Haruki Murakami (Author)
In 1978, Haruki Murakami was twenty-nine and running a jazz bar in downtown Tokyo. One April day, the impulse to write a novel came to him suddenly while watching a baseball game. That first novel, Hear the Wind Sing, won a new writers' award and was published the following year. More followed, including A Wild Sheep Chase and Hard-Boiled Wonderland and the End of the World, but it was Norwegian Wood, published in 1987, that turned Murakami from a writer into a phenomenon.

In works such as The Wind-Up Bird Chronicle, 1Q84, What I Talk About When I Talk About Running and Men Without Women, Murakami's distinctive blend of the mysterious and the everyday, of melancholy and humour, continues to enchant readers, ensuring his place as one of the world's most acclaimed and well-loved writers.

Ted Goossen (Translator)
Theodore (Ted) Goossen has translated the work
of many Japanese writers, most notably Naoya
Shiga, Haruki Murakami, and Hiromi Kawakami.

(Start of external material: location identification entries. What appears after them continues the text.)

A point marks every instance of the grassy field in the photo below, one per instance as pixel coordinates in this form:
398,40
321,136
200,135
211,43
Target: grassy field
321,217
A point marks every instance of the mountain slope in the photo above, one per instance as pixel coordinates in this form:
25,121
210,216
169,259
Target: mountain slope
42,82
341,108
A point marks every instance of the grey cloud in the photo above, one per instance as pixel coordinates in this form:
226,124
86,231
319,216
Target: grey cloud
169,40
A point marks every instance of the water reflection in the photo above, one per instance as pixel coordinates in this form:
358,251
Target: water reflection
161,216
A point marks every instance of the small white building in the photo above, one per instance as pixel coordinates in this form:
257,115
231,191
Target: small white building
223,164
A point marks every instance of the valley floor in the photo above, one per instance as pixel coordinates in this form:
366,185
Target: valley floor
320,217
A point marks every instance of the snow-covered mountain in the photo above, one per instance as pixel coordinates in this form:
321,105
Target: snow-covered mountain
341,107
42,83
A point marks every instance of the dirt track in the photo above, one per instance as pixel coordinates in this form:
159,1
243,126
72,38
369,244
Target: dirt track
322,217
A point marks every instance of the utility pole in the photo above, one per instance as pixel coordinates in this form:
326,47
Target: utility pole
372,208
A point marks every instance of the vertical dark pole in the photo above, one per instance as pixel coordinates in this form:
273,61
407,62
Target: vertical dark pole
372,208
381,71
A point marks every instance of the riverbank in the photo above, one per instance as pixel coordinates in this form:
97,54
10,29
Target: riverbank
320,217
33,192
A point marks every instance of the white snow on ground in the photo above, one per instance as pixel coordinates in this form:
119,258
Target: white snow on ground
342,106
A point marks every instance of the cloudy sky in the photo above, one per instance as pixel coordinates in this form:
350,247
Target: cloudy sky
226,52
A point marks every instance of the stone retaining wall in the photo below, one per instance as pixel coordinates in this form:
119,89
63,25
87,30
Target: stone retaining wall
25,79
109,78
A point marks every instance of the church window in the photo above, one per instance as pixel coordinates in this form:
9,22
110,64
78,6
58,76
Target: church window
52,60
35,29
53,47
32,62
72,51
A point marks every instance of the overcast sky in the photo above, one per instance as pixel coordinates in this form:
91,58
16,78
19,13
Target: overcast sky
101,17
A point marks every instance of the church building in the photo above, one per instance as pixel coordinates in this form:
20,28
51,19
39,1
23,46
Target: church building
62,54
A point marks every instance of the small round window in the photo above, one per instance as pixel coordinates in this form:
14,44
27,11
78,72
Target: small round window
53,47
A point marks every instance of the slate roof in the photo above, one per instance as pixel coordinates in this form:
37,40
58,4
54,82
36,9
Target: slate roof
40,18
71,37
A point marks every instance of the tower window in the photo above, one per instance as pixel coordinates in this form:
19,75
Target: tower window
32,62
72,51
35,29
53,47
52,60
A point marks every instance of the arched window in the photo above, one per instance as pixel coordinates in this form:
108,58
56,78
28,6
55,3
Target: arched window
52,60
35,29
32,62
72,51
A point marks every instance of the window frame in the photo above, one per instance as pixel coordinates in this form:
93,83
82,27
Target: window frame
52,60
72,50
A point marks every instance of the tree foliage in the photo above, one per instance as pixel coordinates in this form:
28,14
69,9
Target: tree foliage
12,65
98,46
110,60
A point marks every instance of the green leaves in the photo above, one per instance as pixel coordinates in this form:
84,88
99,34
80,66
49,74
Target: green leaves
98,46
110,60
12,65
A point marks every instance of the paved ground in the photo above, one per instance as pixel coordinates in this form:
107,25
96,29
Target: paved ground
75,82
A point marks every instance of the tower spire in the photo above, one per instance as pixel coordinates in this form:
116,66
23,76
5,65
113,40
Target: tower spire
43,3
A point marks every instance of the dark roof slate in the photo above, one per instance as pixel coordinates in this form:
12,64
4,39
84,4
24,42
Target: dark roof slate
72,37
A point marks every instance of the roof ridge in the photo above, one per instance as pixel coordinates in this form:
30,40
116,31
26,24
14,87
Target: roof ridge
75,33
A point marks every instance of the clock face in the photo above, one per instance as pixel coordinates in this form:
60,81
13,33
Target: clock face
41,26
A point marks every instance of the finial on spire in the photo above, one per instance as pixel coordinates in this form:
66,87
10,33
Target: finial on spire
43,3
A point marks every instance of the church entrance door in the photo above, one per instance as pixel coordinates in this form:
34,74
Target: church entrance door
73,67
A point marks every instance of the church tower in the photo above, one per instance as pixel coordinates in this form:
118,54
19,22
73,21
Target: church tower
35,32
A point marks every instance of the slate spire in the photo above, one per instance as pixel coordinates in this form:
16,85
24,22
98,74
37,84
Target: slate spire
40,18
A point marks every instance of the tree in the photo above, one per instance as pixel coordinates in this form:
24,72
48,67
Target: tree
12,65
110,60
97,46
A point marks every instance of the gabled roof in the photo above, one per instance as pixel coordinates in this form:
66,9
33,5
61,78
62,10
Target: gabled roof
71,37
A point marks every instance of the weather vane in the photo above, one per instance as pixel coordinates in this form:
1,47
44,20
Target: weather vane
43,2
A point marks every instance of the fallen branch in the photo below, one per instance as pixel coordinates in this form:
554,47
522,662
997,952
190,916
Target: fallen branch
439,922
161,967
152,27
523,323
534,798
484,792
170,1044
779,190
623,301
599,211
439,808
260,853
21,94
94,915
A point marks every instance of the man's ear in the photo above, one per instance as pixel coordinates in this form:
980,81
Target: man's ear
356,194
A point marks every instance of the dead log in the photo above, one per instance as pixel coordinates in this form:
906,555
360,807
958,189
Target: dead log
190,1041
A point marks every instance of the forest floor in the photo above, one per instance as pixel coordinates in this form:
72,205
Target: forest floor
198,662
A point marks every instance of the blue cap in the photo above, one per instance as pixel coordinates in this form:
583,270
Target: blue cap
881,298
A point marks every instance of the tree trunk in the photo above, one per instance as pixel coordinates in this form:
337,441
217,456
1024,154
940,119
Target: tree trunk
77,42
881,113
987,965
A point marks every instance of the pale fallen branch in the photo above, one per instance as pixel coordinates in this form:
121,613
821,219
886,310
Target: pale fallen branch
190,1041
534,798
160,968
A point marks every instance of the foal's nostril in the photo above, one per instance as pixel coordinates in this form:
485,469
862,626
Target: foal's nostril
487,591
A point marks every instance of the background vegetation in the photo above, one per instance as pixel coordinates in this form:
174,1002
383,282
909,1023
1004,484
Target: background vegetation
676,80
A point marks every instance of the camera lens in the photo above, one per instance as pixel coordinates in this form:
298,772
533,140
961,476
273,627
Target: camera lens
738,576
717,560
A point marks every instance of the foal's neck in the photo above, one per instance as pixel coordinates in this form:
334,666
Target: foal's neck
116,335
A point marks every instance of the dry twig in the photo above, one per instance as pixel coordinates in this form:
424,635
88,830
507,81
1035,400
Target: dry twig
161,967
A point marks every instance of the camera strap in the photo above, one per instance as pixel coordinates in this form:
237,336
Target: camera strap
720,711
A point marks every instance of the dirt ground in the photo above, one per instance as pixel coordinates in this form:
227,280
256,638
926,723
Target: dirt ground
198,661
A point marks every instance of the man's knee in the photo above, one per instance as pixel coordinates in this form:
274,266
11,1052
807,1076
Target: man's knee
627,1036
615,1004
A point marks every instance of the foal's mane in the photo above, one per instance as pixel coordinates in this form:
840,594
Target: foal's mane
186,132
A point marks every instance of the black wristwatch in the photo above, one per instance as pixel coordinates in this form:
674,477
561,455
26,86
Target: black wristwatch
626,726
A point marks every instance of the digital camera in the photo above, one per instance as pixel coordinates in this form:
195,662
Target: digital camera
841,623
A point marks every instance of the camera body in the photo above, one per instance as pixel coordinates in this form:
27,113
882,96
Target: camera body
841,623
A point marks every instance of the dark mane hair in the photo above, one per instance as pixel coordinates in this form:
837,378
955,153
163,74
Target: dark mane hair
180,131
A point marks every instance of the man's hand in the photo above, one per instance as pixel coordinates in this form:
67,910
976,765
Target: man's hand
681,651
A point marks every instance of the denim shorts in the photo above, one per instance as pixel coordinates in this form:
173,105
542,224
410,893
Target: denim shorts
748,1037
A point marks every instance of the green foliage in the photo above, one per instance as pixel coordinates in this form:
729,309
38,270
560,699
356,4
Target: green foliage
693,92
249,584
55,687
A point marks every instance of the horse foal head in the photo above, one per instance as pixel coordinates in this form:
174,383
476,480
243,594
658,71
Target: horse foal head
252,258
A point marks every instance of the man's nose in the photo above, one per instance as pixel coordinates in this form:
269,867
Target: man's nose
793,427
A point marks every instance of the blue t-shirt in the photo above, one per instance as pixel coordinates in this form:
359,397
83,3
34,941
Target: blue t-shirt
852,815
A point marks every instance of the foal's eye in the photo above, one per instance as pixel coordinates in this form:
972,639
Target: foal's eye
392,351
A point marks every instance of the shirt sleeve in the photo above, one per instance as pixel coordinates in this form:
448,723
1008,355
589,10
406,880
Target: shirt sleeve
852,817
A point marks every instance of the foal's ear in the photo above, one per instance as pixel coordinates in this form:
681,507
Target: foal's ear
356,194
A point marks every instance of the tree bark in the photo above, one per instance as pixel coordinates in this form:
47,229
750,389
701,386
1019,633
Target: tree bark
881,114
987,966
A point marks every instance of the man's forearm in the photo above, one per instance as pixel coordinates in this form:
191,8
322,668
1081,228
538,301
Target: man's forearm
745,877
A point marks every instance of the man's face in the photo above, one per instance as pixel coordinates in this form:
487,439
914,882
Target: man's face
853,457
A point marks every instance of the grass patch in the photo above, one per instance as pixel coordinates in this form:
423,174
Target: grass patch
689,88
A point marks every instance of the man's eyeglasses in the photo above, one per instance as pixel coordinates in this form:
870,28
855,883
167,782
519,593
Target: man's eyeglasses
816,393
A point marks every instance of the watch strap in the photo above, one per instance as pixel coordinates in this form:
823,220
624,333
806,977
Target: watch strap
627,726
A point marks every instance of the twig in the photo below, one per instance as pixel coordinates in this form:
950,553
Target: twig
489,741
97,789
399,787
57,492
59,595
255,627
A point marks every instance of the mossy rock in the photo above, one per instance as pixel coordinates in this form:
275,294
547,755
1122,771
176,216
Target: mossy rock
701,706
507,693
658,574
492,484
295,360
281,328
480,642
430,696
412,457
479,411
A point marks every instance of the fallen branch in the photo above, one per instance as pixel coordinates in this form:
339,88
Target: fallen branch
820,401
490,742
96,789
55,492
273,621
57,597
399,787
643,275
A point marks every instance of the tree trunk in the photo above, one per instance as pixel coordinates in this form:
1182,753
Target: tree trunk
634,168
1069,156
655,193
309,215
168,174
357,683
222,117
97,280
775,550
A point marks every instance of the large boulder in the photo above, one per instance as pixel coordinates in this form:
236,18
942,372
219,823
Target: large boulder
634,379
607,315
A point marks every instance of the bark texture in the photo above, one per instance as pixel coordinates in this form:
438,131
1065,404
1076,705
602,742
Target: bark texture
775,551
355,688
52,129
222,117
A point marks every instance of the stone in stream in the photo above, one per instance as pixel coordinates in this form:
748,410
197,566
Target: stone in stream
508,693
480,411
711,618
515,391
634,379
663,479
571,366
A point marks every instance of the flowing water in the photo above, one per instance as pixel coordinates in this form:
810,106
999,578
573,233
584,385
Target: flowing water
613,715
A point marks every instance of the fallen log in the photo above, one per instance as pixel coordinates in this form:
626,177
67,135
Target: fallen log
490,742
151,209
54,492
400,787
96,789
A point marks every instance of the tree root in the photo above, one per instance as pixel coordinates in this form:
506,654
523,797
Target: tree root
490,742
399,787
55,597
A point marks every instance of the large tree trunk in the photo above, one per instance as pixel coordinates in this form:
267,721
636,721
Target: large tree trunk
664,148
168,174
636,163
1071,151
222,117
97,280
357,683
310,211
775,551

He is the editor of The Oxford Book of Japanese
Short Stories (1997) and the co-editor and founder, with Motoyuki Shibata, of the annual
literary journal Monkey Business (now Monkey:
new writing from Japan), which, since 2011, has
introduced a new generation of Japanese writers to English-speaking readers. Essays and stories by, as well as interviews with, Murakami are a staple of every issue.